Sous cette lumière (un peu systématique, mais rien n’est ici simple), des séries peuvent être du cinéma (Twin Peaks The Return, The Knick de Soderbergh, et n’oublions pas le Berlin Alexanderplatz de Fassbinder) et certains films, contaminés par le gros plan systématique, une forme de télé au cinéma (en étant un peu méchant, on pourrait citer le Argo de Ben Affleck). Bien entendu, cette idée a comme défaut d’évacuer entièrement l’apport de la salle obscure à l’expérience même du cinéma. Mais soyons sincère, depuis la généralisation des cassettes vidéos il y a presque trente ans, cette expérience a profondément, changé. Il est par contre permis de se demander si une certaine généralisation entre séries et ciné, n’auraient pas caché des différences profondes, telles que celles existant entre théâtre et cinéma presque. La série, art de la narration et du récit, contre le ciné, art de la mise en scène et du plan. Cette distinction pourrait être salvatrice, en faisant de ces deux médiums des arts égaux mais distincts, voisins mais non concurrentiels.

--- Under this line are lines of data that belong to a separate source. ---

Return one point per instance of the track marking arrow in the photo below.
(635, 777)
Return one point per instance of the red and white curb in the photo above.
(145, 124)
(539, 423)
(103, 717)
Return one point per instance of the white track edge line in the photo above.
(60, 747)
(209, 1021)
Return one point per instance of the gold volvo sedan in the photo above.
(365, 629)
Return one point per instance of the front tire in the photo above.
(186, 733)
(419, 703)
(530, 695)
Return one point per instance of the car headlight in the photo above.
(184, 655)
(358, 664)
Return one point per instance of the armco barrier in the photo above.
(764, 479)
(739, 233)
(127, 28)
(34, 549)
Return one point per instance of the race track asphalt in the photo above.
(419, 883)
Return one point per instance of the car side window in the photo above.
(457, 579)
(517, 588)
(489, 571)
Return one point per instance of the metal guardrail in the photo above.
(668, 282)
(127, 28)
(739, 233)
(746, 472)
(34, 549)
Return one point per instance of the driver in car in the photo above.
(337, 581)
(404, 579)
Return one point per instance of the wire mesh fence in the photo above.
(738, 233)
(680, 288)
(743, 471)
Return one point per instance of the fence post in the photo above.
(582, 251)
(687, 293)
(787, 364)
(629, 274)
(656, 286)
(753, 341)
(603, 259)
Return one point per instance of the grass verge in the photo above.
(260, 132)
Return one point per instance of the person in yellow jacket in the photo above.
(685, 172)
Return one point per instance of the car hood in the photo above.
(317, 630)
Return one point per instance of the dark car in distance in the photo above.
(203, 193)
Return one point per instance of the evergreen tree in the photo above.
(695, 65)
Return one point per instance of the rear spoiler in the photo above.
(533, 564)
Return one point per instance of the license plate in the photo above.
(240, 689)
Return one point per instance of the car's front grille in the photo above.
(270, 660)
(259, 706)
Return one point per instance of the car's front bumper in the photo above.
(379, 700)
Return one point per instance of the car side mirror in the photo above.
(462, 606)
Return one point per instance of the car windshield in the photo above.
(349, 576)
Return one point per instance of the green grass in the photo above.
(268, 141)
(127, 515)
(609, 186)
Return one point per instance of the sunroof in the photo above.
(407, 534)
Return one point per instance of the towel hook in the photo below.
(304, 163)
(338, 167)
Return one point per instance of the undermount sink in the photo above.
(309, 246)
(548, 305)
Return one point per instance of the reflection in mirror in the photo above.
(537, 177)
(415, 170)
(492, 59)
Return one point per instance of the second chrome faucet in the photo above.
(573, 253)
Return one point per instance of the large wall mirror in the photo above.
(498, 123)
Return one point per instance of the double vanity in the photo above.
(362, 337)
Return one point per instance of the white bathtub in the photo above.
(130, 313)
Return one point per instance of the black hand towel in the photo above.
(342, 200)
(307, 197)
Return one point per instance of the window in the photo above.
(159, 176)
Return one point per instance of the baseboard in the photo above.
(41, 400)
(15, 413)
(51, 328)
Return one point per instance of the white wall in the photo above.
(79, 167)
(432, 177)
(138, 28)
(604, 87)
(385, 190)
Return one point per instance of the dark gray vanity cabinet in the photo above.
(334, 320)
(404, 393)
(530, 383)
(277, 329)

Elle dessine aussi de vraies questions sur le rôle de la critique, qui a pu parfois justement mélanger dans un grand et large sac tous les arts de l’image. Car c’est peut-être à elle de jouer un rôle pédagogique en expliquant ce qui rapproche et ce qui sépare ces deux formes, en inventant des manières différentes de parler de l’une et de l’autre et en octroyant à chacune un espace spécifique, de façon à leur permettre de se développer librement tout en cohabitant. Potentiellement, ce travail pourrait être le grand chantier pour la critique dans les années qui viennent.